Петр, собственноручно.»

Лука написал сопроводительное письмо в министерство просвещения, снабдил Савву паспортом, а бог распорядился выдать ему дорожное пособие из «Фонда сербского просвещения».

— Но эта статья бюджета уже израсходована, господи!

— На что же?

— Святому Илье дали на порох — для стрельбы! Немного дали книжным референтам и просветительской комиссии, а остальное взяли черногорцы: им неизменно покровительствует владыка Негош[4].

— Ох, все стреляет Илья, словно хочет перепробовать все пушки Шкоды. Мечется, как дурак, по небесам! — недовольно сказал бог, вынул деньги из своего кармана и дал Савве на дорогу.

На прощание бог сказал ему:

— Слушай, Савва, по дороге на землю заверни на луну — там живут сербы, если только они еще «не свалились с луны». Есть среди них несколько членов Академии наук, там находится Главный совет по делам просвещения, там же обитает и великий философ Бранислав Петрониевич[5]. Он развернул там такую грандиозную деятельность, что скоро начнет конкурировать со мной. Передай привет этому величайшему человеку на земле.

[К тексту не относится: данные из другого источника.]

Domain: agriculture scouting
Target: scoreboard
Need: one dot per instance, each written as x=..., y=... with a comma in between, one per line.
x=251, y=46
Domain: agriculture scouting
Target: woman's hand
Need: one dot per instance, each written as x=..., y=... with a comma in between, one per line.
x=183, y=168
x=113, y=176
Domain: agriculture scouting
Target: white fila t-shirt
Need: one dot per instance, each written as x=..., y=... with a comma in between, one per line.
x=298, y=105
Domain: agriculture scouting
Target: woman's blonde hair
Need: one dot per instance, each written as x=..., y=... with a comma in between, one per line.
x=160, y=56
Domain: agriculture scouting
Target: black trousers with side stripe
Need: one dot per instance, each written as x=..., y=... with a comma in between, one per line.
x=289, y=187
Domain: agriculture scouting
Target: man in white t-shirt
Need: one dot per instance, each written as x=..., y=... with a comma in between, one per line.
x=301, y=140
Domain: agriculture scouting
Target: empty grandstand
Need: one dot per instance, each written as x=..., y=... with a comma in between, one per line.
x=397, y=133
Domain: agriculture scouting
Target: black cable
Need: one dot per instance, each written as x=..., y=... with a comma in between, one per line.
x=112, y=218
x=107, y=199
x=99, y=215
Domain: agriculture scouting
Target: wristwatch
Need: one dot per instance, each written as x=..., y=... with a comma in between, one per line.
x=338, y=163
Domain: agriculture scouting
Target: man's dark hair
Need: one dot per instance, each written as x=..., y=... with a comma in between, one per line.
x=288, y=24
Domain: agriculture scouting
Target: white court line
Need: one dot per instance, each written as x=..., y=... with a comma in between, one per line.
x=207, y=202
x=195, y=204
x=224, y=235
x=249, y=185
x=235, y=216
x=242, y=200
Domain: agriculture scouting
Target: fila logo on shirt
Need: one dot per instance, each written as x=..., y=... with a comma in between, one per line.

Савва завязал узелок на епитрахили, чтобы не забыть божьего поручения, и двинулся по облакам к луне.

На луне Савва пробыл недолго. Попытался он разыскать тех сербов, о которых говорил бог, но они, грешники, уже «упали с луны». Святой немного отдохнул, осмотрел окрестности, сфотографировал самые интересные пейзажи, послал несколько открыток с луны друзьям в рай и мирно продолжал свой путь на землю.

Уже перевалило за полночь, когда Савва явился в Белград. Часы на Саборной церкви показывали час ночи. Несмотря на позднее время, Савве захотелось пройтись по белградским улицам. Нигде ни живой души. Изредка попадется ночной сторож — стоит, прислонившись к стене какого-нибудь дома. Открыты только ночные механы. Чьи-то хриплые голоса выкрикивают похабную песню, около стойки дремлет хозяин, сонные цыгане назойливо скрипят на скрипках. Святому тяжело было глядеть на это отвратительное зрелище, и он двинулся дальше. Вдруг на Теразии[6] он увидел два освещенных окна в двухэтажном доме.

— Интересно, кто это бодрствует? — спросил Савва ночного сторожа.

— Это министерство! — ответил сторож.

— А не знаешь, кто там, в этой освещенной комнате?

— Это господин статистик, очень усердный, пожалуй самый усердный чиновник во всей Сербии. Он всегда засиживается за полночь.

— Что же он делает?

— Читает романы, работает — рассказы, что ли, пишет? Все в Белграде считают его самым исполнительным чиновником.

«Наверно, сидит здесь, чтобы дома сэкономить дрова!» — подумал добрый святой и зашагал дальше.

(Далее)

 

[1] Воевода Драшко – один из героев поэмы черногорского поэта П. Негоша «Горный венец».

[2] Святой Савва (в миру Растко Неманич) – первый сербский архиепископ (1220), святой патрон страны.

[3] Стеван Неманя – основатель сербской династии Неманичей (1159 г.), отец Растко Неманича, названного в монашестве Саввой.

[4] Речь идет о правителе Черногории, знаменитом поэте Петре Петровиче Негоше.

[5] Бранислав Петрониевич – реакционный философ-идеалист.

[6] Теразия – площадь в центре Белграда.